PHILADELPHIA (CBS) -- Oh, the performers can dance all right.  But here's a dance flick that could have been called So You Think You Can Act or So You think You Can Dramatize.

This fourth Step Up installment, previously titled "Step Up 4Ever" and "Step Up: Miami Heat," is set against the vibrant backdrop of Miami, which certainly represents a change of venue, but for a film that is otherwise ploddingly formulaic.

It follows Step Up (2006), Step Up 2: The Streets (2008), and Step Up 3D (2010).

2
(2 stars out of 4)

Apparently, then, we are to get a Step Up every two years whether we need one or want one or not.

When Step Up first stepped up six years ago, featuring Channing Tatum in his first lead role, it tried to follow in the footsteps of such dance-themed films as Dirty Dancing, Save the Last Dance, Saturday Night Fever, and Fame.

It certainly managed to hold our attention during the spirited dance sequences, but sagged at times because of narrative limitations such as undeveloped and unconvincing subplots and sermonizing, simplistic dialogue.

In other words, it had a good beat and you could dance to it, but it also danced around too much of the central story.

As for the acting, it was unmistakably secondary to the footwork, but it was at least adequate.  Such is not the case with Step Up Revolution, which has the acting equivalent of two left feet.

Emily (Kathryn McCormick) is the daughter of a wealthy businessman (Peter Gallagher).  She arrives in Miami intent on becoming a professional dancer, and falls in love with Sean (Ryan Guzman), the leader, along with his best bud Eddy (Misha Gabriel), of a flash-mob dance crew known as the MOB.

The MOB is trying to win a YouTube contest for a major sponsorship opportunity, but Emily's dad threatens to develop the MOB's historic neighborhood, thus displacing thousands from their homes.

So the MOB must become a protest mob and use their performances to put the kibosh on that form of progress.

Music video and television director Scott Speer -- working from a flimsy screenplay by Adam Shankman, Jennifer Gibgot, Erik Fieg, and Patrick Wachsberger that's essentially in the age-old tradition of Mickey-and-Judy-let's-put-on-a-show extravaganzas -- depends entirely on his target audience's appreciation of vigorous dancing, and features extravagantly energetic choreography, with athletic, gravity-defying moves punctuating a dazzling-precision spectacle as the film's backbone.
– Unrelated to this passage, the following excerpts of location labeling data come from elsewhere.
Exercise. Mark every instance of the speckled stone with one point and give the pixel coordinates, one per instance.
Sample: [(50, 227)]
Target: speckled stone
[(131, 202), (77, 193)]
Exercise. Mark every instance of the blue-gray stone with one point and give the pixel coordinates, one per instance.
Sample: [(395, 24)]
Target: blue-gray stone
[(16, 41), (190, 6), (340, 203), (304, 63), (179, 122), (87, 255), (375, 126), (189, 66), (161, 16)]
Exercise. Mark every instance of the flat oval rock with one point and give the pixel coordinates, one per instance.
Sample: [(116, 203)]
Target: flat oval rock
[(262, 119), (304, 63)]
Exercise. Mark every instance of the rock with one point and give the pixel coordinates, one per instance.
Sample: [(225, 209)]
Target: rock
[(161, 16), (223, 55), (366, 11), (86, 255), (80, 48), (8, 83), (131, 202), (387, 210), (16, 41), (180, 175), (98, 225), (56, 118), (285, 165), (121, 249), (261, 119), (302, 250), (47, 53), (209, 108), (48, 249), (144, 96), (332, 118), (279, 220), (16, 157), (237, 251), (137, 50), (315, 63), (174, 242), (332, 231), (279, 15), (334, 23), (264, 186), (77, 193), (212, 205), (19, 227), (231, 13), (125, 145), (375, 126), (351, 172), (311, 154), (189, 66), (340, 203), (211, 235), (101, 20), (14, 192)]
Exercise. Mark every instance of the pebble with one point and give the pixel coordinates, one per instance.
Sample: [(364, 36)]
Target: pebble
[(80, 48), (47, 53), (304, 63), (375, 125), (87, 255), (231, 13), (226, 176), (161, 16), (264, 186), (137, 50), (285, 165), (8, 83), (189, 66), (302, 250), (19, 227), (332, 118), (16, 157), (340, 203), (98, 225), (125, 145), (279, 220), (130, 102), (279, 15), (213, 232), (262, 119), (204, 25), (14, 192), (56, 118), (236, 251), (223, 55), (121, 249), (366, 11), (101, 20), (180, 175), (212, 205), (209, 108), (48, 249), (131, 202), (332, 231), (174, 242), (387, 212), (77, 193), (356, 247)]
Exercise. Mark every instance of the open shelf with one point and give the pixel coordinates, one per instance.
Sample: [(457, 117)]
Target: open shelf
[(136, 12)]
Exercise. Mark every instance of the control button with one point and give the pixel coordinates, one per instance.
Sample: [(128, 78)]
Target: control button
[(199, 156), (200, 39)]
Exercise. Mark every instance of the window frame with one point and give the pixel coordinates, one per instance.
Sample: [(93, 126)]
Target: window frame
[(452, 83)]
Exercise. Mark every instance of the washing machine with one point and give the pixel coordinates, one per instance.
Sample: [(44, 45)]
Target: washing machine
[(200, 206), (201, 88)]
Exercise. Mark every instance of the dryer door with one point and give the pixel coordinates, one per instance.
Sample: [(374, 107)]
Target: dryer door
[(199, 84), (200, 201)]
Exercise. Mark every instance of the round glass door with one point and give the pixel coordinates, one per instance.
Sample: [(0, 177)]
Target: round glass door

And in a bit of truly unfortunate timing, one dance number includes smoke bombs and gas masks, bringing Aurora, Colo. inadvertently to mind.

But here's the problem that can't be danced around: when a director from another showbiz sphere and relatively inexperienced actors (the two leads are making their feature-film debuts) collaborate on a dance film like this one, it's almost painful any time no one is dancing.

Fortunately, someone usually is dancing in Step Up Revolution.  Unfortunately, however, they sometimes stop.

So forget story, forget character, forget dialogue, forget acting, forget theme, and forget drama.  But if all you're looking for is to sit back and watch dancing, step right up.

If not, stay away.

So we'll mob 2 stars out of 4 for another hyperactive chance at dance and romance, Step Up Revolution.  The franchise's fourth Step Up is neither a step up nor a step down, but a step sideways.